Devi berharap, KKP mempertimbangkan kembali dampak penerapan alat tangkap cantrang. Bahkan, dia berharap kebijakan penggunaan alat tangkap cantrang dihapus dari aturan.

“Kita berpikir, sebaiknya cantrang itu dihilangkan atau kebijakan itu dipikir dulu,” ucapnya.

Pendapat serupa juga diungkapkan oleh seorang nelayan asal Silale, Dedi Kaelola. Pasalnya, alat tangkap cantrang ini akan merusak perairan nusantara, salah satunya terhadap terumbu karang.
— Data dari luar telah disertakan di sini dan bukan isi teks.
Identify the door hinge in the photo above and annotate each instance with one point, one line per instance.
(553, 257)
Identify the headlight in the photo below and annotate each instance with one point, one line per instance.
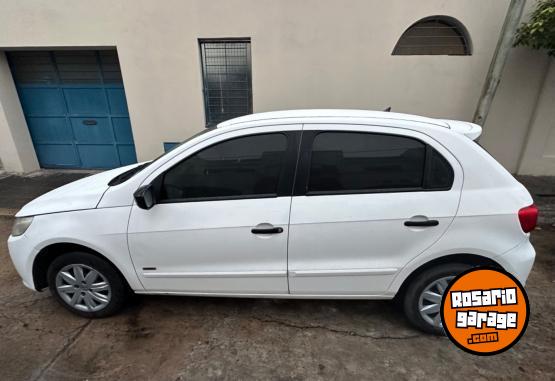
(20, 225)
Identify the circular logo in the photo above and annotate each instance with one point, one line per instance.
(485, 311)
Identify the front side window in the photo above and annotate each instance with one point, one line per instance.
(243, 167)
(350, 162)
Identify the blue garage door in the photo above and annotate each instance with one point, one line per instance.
(75, 107)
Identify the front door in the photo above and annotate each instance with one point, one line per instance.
(221, 223)
(365, 204)
(75, 107)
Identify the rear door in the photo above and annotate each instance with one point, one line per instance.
(365, 204)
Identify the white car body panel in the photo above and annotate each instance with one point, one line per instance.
(342, 246)
(357, 243)
(82, 194)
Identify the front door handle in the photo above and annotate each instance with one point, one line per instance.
(422, 223)
(266, 230)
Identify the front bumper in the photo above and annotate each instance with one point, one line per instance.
(519, 260)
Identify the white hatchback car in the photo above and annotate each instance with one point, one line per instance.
(296, 204)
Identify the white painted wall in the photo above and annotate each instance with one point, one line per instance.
(305, 54)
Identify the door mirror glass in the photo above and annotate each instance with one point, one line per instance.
(144, 197)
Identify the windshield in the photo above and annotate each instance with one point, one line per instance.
(123, 177)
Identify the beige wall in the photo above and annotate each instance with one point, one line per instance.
(16, 149)
(538, 157)
(305, 54)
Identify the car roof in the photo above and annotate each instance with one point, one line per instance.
(300, 116)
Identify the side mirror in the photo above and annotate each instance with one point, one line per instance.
(144, 197)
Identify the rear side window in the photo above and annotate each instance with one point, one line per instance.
(350, 162)
(440, 172)
(244, 167)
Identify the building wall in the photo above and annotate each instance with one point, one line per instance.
(305, 54)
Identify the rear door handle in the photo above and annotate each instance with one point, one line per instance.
(422, 223)
(267, 230)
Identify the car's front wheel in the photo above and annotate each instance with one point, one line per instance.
(86, 285)
(422, 299)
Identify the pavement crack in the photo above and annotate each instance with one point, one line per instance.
(290, 324)
(78, 332)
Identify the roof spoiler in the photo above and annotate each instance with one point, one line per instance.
(470, 130)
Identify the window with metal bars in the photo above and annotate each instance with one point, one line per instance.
(436, 35)
(227, 87)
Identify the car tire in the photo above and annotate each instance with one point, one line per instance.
(87, 285)
(422, 294)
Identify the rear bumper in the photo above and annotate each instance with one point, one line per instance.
(519, 260)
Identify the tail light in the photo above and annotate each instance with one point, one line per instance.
(528, 218)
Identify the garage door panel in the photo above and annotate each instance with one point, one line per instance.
(92, 130)
(118, 103)
(86, 101)
(42, 101)
(57, 155)
(50, 130)
(75, 107)
(98, 156)
(127, 154)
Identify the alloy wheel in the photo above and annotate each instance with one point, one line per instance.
(429, 303)
(83, 287)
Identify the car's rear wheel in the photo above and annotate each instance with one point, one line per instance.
(86, 285)
(422, 299)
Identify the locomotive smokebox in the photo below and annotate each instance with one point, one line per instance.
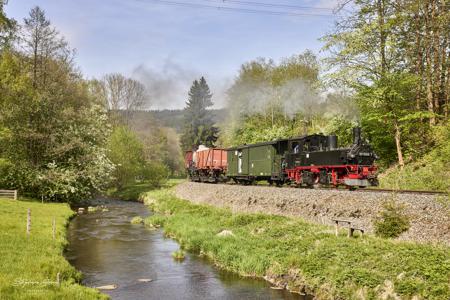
(356, 135)
(332, 142)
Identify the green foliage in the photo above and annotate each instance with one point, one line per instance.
(199, 127)
(430, 172)
(155, 173)
(269, 101)
(58, 152)
(29, 262)
(385, 106)
(179, 255)
(126, 151)
(343, 128)
(330, 266)
(391, 221)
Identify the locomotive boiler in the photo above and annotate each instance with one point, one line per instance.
(307, 161)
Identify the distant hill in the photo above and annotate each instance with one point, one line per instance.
(174, 118)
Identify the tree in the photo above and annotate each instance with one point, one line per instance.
(44, 45)
(199, 127)
(271, 101)
(52, 131)
(126, 152)
(122, 97)
(7, 27)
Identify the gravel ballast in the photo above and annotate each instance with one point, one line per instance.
(430, 218)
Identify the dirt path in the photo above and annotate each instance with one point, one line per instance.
(430, 220)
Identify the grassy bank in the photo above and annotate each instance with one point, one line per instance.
(431, 172)
(29, 266)
(308, 257)
(133, 192)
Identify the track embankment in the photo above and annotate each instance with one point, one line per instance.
(429, 214)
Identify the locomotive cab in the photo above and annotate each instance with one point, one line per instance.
(316, 159)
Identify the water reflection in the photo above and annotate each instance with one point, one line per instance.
(108, 249)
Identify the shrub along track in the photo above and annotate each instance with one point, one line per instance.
(301, 256)
(429, 213)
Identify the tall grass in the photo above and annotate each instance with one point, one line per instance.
(29, 266)
(308, 257)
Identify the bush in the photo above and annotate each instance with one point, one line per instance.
(391, 221)
(155, 173)
(137, 220)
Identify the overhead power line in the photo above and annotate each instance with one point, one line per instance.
(237, 9)
(264, 4)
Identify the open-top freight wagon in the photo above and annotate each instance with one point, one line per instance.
(206, 164)
(309, 161)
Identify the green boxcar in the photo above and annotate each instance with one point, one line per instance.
(249, 163)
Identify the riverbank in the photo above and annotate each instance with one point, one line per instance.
(429, 214)
(301, 256)
(134, 192)
(29, 266)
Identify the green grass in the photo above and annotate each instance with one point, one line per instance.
(29, 265)
(309, 256)
(133, 192)
(179, 255)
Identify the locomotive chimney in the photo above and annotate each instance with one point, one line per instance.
(356, 135)
(332, 142)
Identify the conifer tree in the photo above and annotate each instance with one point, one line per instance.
(199, 126)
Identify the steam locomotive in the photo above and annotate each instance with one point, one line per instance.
(307, 161)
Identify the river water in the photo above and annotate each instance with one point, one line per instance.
(108, 249)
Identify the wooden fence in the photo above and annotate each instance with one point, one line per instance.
(12, 194)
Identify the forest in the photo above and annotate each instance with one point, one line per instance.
(386, 68)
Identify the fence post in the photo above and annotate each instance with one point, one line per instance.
(54, 228)
(28, 221)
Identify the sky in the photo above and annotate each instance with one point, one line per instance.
(167, 45)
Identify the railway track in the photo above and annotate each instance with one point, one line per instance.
(361, 190)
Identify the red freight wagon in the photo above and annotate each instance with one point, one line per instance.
(188, 159)
(206, 164)
(212, 158)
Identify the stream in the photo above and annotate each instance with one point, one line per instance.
(108, 250)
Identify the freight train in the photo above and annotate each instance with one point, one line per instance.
(304, 161)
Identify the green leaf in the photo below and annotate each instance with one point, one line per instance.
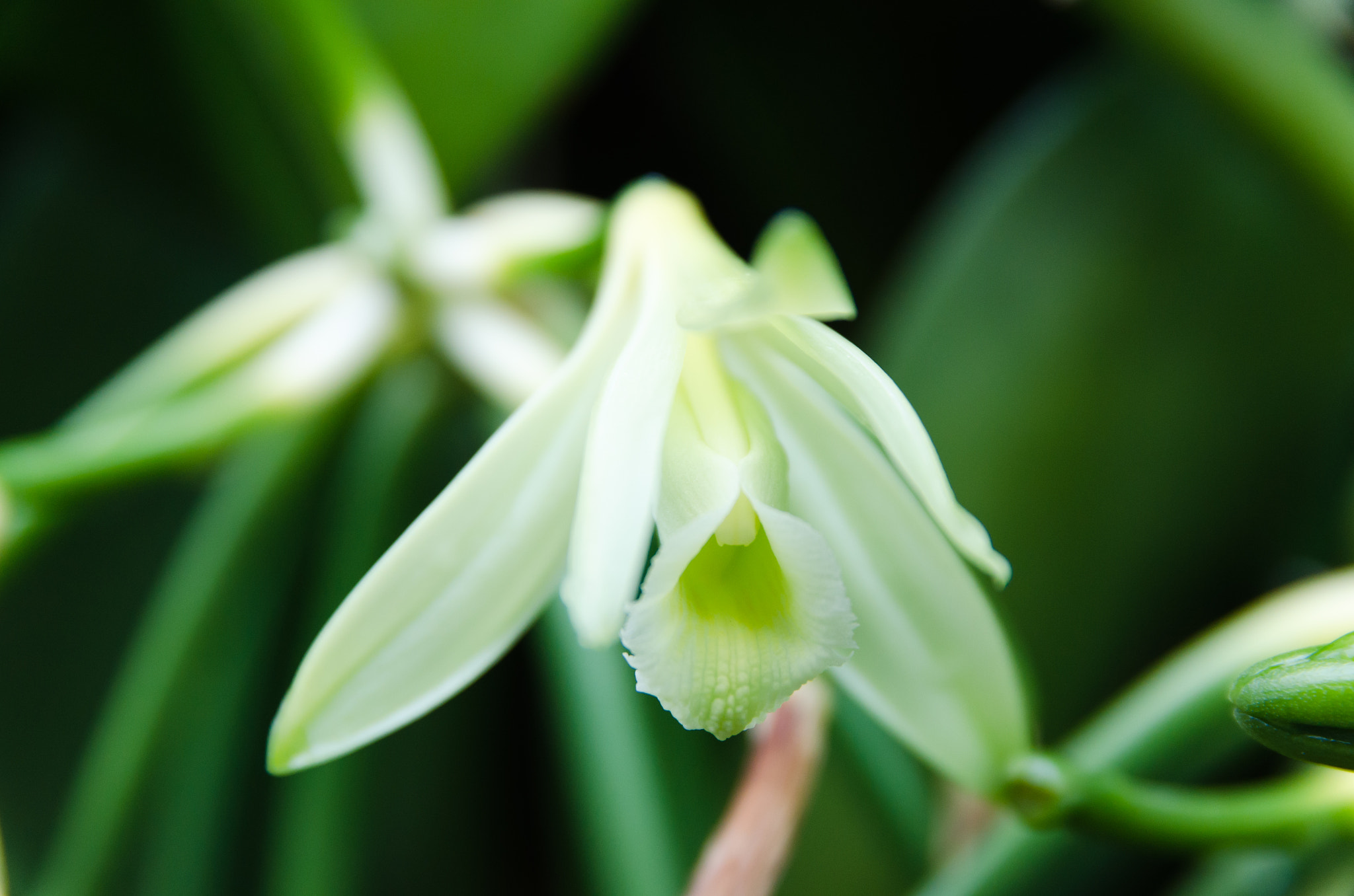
(483, 72)
(198, 578)
(612, 773)
(1129, 333)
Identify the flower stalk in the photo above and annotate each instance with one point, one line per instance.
(748, 850)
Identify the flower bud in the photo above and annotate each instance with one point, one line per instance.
(1302, 703)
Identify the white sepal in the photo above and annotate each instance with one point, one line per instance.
(868, 393)
(393, 163)
(328, 351)
(225, 330)
(498, 348)
(934, 663)
(614, 519)
(478, 246)
(459, 586)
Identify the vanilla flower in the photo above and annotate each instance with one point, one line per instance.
(803, 517)
(306, 329)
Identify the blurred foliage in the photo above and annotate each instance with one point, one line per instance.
(1130, 340)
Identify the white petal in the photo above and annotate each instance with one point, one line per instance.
(934, 662)
(465, 579)
(699, 485)
(477, 248)
(327, 352)
(723, 648)
(394, 164)
(317, 359)
(614, 523)
(225, 330)
(706, 282)
(867, 391)
(802, 270)
(500, 350)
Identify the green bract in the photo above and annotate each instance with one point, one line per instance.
(803, 517)
(1302, 703)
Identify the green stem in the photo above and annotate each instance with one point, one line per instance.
(241, 497)
(1174, 719)
(317, 814)
(1271, 67)
(1291, 809)
(614, 773)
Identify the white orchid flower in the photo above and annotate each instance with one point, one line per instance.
(307, 328)
(803, 517)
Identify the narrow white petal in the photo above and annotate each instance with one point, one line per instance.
(500, 350)
(477, 248)
(227, 330)
(328, 351)
(802, 270)
(706, 282)
(394, 164)
(614, 523)
(742, 628)
(934, 663)
(867, 391)
(466, 578)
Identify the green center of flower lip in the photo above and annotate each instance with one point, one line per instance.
(738, 582)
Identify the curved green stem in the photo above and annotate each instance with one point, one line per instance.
(241, 497)
(1177, 710)
(1289, 809)
(1271, 67)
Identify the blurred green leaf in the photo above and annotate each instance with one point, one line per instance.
(1130, 334)
(244, 497)
(319, 819)
(610, 765)
(484, 72)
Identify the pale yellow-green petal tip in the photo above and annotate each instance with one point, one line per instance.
(285, 747)
(744, 628)
(802, 268)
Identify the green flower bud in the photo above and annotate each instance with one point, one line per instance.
(1302, 703)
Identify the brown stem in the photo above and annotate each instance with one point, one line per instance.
(748, 850)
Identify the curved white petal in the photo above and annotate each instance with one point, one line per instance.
(614, 521)
(706, 282)
(699, 485)
(500, 350)
(465, 579)
(934, 663)
(867, 391)
(475, 248)
(742, 627)
(225, 330)
(324, 354)
(802, 270)
(393, 163)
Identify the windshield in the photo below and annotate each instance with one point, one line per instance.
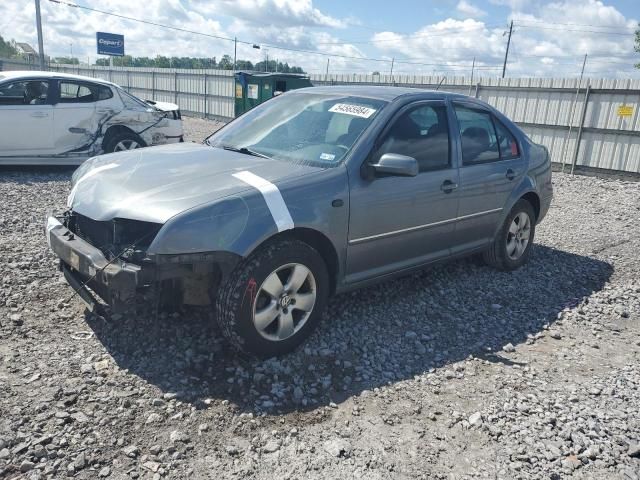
(309, 128)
Baca juga: Legalisasi Cantrang: Alasan Edhy, Kritik Susi, Gerbang Illegal Fishing

“Mengenai kebijakan cantrang ini dampaknya pertama adalah lingkungan laut di mana kegiatan itu berlangsung akan terjadi kerusakan khususnya terumbu karang. Karena cantrang ini kan berada di dasar, otomatis ikan-ikan yang berkembang biar sekitar terumbu karang akan rusak,” paparnya.